The fairies have a great objection to the fairy raths, where they meet at night, being built upon by mortal man. A farmer called Johnstone, having plenty of money, bought some land, and chose a beautiful green spot to build a house on, the very spot the fairies loved best.

The neighbours warned him that it was a fairy rath; but he laughed and never minded (for he was from the north), and looked at such things as mere old-wives’ tales. So he built the house and made it beautiful to live in; and no people in the country were so well off as the Johnstones, so that the people said the farmer must have found a pot of gold in the fairy rath.

But the fairies were all the time plotting how they could punish the farmer for taking away their dancing ground, and for cutting down the hawthorn bush where they held their revels when the moon was full. And one day when the cows were milking, a little old woman in a blue cloak came to Mrs. Johnstone and asked her for a porringer of milk.

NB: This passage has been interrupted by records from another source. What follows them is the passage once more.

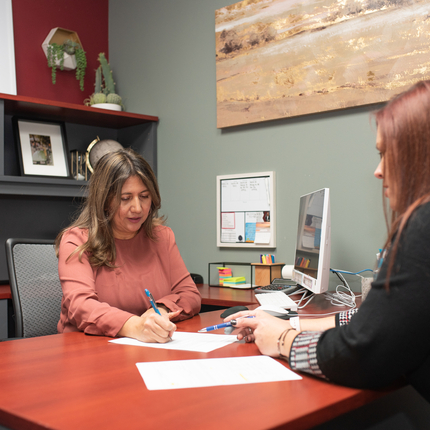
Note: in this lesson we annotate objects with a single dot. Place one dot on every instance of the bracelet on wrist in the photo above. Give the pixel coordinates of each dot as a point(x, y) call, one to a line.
point(295, 323)
point(281, 342)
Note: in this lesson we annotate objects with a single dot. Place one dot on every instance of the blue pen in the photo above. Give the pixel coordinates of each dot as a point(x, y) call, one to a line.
point(153, 304)
point(222, 325)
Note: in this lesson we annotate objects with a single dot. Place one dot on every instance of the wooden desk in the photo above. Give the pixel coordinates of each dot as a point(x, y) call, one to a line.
point(74, 381)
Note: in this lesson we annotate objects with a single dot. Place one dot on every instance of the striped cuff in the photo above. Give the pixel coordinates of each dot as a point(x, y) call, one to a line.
point(303, 354)
point(343, 318)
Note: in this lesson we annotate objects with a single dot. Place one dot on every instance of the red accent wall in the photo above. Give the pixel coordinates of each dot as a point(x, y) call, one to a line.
point(33, 20)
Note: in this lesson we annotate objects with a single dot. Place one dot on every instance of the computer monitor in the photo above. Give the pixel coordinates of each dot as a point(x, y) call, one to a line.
point(312, 259)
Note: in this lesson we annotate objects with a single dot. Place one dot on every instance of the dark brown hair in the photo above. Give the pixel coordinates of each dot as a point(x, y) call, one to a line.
point(104, 195)
point(404, 140)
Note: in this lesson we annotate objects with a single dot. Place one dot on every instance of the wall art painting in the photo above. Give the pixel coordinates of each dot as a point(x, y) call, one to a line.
point(283, 58)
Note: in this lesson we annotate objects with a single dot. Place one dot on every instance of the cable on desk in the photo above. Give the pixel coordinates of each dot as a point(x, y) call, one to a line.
point(351, 273)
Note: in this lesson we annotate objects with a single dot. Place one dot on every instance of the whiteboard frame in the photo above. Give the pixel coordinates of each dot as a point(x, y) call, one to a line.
point(272, 190)
point(7, 51)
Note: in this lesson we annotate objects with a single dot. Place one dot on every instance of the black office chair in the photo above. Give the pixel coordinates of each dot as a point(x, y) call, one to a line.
point(35, 286)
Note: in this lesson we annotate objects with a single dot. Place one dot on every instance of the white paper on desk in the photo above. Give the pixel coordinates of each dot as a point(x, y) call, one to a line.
point(184, 341)
point(166, 375)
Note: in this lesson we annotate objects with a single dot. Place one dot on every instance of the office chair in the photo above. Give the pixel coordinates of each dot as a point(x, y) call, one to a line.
point(35, 286)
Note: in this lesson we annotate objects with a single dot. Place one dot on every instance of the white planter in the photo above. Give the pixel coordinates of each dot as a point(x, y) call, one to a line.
point(110, 106)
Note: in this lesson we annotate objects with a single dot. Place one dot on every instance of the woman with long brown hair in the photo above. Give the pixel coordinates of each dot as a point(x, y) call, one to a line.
point(117, 248)
point(387, 338)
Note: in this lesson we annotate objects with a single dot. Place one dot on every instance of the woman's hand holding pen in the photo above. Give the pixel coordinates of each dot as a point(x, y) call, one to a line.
point(264, 330)
point(150, 327)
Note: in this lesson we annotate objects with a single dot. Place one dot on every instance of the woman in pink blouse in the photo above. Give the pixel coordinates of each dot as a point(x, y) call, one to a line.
point(117, 248)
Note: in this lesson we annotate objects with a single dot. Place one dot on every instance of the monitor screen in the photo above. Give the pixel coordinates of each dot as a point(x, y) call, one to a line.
point(312, 259)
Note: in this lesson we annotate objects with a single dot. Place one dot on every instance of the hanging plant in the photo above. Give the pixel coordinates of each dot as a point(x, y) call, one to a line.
point(56, 52)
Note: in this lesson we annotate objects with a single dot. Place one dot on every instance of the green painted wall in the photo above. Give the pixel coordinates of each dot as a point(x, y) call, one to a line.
point(163, 58)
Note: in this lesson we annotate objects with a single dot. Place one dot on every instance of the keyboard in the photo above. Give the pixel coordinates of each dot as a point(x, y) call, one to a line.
point(277, 299)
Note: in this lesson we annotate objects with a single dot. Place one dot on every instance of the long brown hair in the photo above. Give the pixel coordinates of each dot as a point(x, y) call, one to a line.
point(104, 195)
point(404, 140)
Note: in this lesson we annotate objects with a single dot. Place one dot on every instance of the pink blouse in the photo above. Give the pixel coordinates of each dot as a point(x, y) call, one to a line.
point(100, 300)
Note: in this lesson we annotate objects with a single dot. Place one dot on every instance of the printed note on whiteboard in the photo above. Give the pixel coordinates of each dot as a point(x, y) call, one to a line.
point(245, 194)
point(232, 227)
point(262, 232)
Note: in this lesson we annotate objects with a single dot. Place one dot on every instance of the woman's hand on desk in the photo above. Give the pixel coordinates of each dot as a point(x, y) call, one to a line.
point(150, 327)
point(264, 330)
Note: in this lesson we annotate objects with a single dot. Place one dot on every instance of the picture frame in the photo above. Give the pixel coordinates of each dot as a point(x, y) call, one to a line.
point(42, 148)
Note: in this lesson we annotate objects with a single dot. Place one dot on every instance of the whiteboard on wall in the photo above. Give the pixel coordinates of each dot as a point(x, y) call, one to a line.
point(246, 210)
point(7, 51)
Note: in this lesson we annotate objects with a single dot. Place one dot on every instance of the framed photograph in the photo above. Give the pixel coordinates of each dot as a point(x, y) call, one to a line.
point(42, 148)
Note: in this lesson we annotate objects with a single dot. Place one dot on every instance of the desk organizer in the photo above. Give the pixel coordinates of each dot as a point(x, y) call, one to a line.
point(237, 269)
point(266, 273)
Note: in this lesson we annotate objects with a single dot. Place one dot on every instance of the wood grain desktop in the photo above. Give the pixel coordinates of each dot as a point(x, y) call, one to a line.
point(76, 381)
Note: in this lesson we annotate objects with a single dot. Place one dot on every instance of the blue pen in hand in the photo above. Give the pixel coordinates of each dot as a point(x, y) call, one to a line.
point(153, 304)
point(222, 325)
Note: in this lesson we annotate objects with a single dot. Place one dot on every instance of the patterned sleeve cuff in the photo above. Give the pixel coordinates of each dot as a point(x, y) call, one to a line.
point(303, 354)
point(343, 318)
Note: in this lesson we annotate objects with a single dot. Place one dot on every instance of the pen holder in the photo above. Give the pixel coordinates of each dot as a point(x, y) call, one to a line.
point(266, 273)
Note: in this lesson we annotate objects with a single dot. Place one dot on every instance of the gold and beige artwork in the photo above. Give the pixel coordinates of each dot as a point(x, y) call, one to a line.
point(283, 58)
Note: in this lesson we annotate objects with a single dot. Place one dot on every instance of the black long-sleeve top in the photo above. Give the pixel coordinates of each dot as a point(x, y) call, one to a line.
point(389, 337)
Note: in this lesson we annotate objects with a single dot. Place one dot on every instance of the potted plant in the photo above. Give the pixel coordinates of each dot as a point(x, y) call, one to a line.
point(104, 95)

“Go away,” said the mistress of the house, “you shall have no milk from me. I’ll have no tramps coming about my place.” And she told the farm servants to chase her away.

Some time after, the best and finest of the cows sickened and gave no milk, and lost her horns and teeth and finally died.

Then one day as Mrs. Johnstone was sitting spinning flax in the parlour, the same little woman in the blue cloak suddenly stood before her.

“Your maids are baking cakes in the kitchen,” she said; “give me some off the griddle to carry away with me.”

“Go out of this,” cried the farmer’s wife, angrily; “you are a wicked old wretch, and have poisoned my best cow.” And she bade the farm servants drive her off with sticks.

Now the Johnstones had one only child; a beautiful bright boy, as strong as a young colt, and as full of life and merriment. But soon after this he began to grow queer and strange, and was disturbed in his sleep; for he said the fairies came round him at night and pinched and beat him, and some sat on his chest and he could neither breathe nor move. And they told him they would never leave him in peace unless he promised to give them a supper every night of a griddle cake and a porringer of milk. So to soothe the child the mother had these things laid every night on a table beside his bed, and in the morning they were gone.

But still the child pined away, and his eyes got a strange, wild look, as if he saw nothing near or around him, only something far, far a............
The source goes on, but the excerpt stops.